Last updated April 1, 2019 at 4:17 pm
The rollout of 5G mobile phone networks has raised questions about the effect on our health. Swinburne researchers are racing to ensure that the technology’s impact on our bodies is understood.
Much to the excitement of Australians, solid plans to roll out fast 5G mobile communication technology were announced in 2018. Behind the scenes, studies modelling the absorption patterns of 5G electromagnetic energy in human tissue authored by Professor Andrew Wood’s team at Swinburne University has helped form the basis for international discussions on safety regulation and design.
Wood’s team, which is part of the multi-institutional Australian Centre for Electromagnetic Bioeffects Research (ACEBR), is a key contributor to the International Commission on Non-Ionizing Radiation Protection (ICNIRP) review, which is expected to be released in 2019.
“We believe the main biological effect of the electromagnetic radiation from mobile phones is a rise in temperature,” Wood explained. “There are also concerns that there could be more subtle effects, such as links between long-term exposure and certain types of cancer, but while there is some evidence from epidemiological and animal studies, these remain controversial.”

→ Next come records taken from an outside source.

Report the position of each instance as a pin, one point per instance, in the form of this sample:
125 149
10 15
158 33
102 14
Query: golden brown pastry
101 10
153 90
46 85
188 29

5G mobile technology promises a ten-fold increase in data transmission rates compared to current 4G networks, which will be achieved by using a higher transmission frequency. The physiological effects of electromagnetic radiation change with frequency, so the advent of 5G triggered a major international review of relevant radiation safety guidelines, for which it’s agreed that there is insufficient data for a meaningful health risk assessment.
No red flags
But Wood’s team have yet to see major red flags at, or below, the commonly accepted electromagnetic radiation limit in the current international standards that apply to mobile technologies.
“As the frequency goes up, the depth of penetration into biological tissues goes down, so the skin and eyes, rather than the brain, become the main organs of health concern,” Wood said. “The major hurdle is that the power levels involved in mobile and wireless telecommunications are incredibly low, which, at most, produce temperature rises in tissue of a few tenths of a degree. Picking up unambiguous biological changes is therefore very difficult.”
However, it will be important to balance the risk and reward, he noted. “Wireless technologies bring enormous benefits, and being over-cautious would potentially deny these benefits to needy communities.”
Moving forward, the team plans to continue to model the bioeffects of 5G electromagnetic radiation. Their plans for future work range from building skin models and biomolecular work on cells using fluorescent dye, to computational simulations that scale up from single cells to humans.